Sur la suppression de l’objectif « facteur 4 »
L’objectif « facteur 4 » impose à la France de diviser par quatre les émissions de gaz à effet de serre entre 1990 et 2050. Cité par plusieurs lois depuis 2005, il été introduit dans le code de l’énergie dans sa rédaction actuelle par la loi n° 2015-992 du 17 août 2015 relative à la transition énergétique pour la croissance verte
Il s’agit d’un objectif majeur de la politique énergétique et climatique du pays. La suppression de cet objectif constitue un événement important pour la politique énergétique et le droit de l’énergie.
L’objectif « facteur 4 » devrait donc être remplacé par l’objectif « neutralité carbone ». Ce qui appelle les observations suivantes :
– l’objectif « neutralité carbone » n’est pas défini en droit et est susceptible d’interprétations diverses de la part des écologistes et scientifiques. Contrairement à une idée reçue, l’Accord de Paris ne propose pas de définition de la neutralité carbone mais son article 4 se rapproche de l’idée de neutralité climatique au moyen d’un engagement non contraignant des Etats entre eux.

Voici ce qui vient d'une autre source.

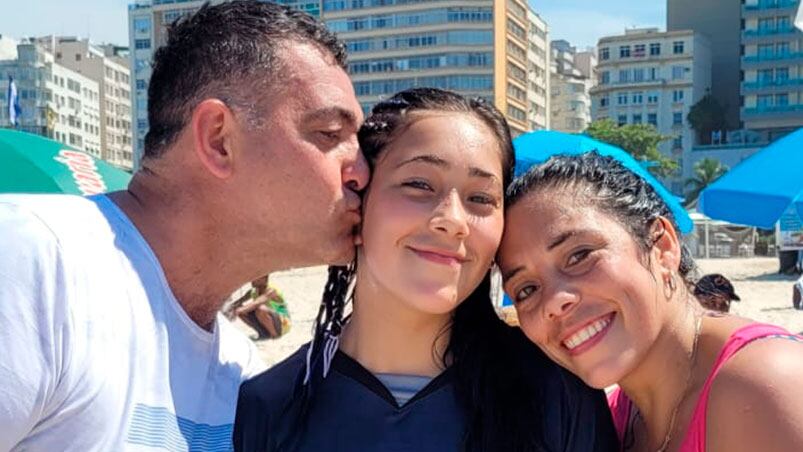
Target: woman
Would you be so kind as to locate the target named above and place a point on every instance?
(423, 363)
(604, 287)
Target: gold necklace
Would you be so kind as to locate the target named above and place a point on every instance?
(692, 358)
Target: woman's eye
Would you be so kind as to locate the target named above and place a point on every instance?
(525, 292)
(418, 184)
(578, 256)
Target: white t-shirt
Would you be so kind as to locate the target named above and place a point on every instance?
(96, 354)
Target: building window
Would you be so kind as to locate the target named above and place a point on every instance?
(764, 100)
(142, 25)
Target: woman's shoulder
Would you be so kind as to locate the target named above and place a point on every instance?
(273, 387)
(756, 398)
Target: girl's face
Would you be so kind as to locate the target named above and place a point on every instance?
(581, 286)
(433, 213)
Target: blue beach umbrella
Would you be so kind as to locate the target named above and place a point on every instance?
(537, 147)
(757, 191)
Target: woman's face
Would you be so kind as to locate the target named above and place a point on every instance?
(580, 286)
(433, 213)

– il est mentionné dans le « Plan climat » présenté par Nicolas Hulot, alors ministre de la transition écologique et solidaire en janvier 2018. Il est ainsi défini :
« Avec la loi de transition énergétique, la France avait pour objectif de diviser par 4 ses émissions de gaz à effet de serre d’ici 2050. Le Plan Climat intègre désormais de nouveaux objectifs : viser la neutralité des émissions de gaz à effet de serre à l’horizon 2050, c’est-à-dire trouver un équilibre entre les émissions de l’Homme et la capacité des écosystèmes à absorber du carbone.«
Nous passons ici d’une logique de seule réduction des émissions de gaz à effet de serre à une logique d’équilibre entre les émissions et les absorptions. Cette définition du « Plan climat » n’a toutefois aucune valeur juridique comme le « Plan climat » lui-même. A noter : le plan climat ne prévoyait pas d’effacer l’objectif « facteur 4 » mais plutôt d’insérer un nouvel objectif, celui de la neutralité carbone.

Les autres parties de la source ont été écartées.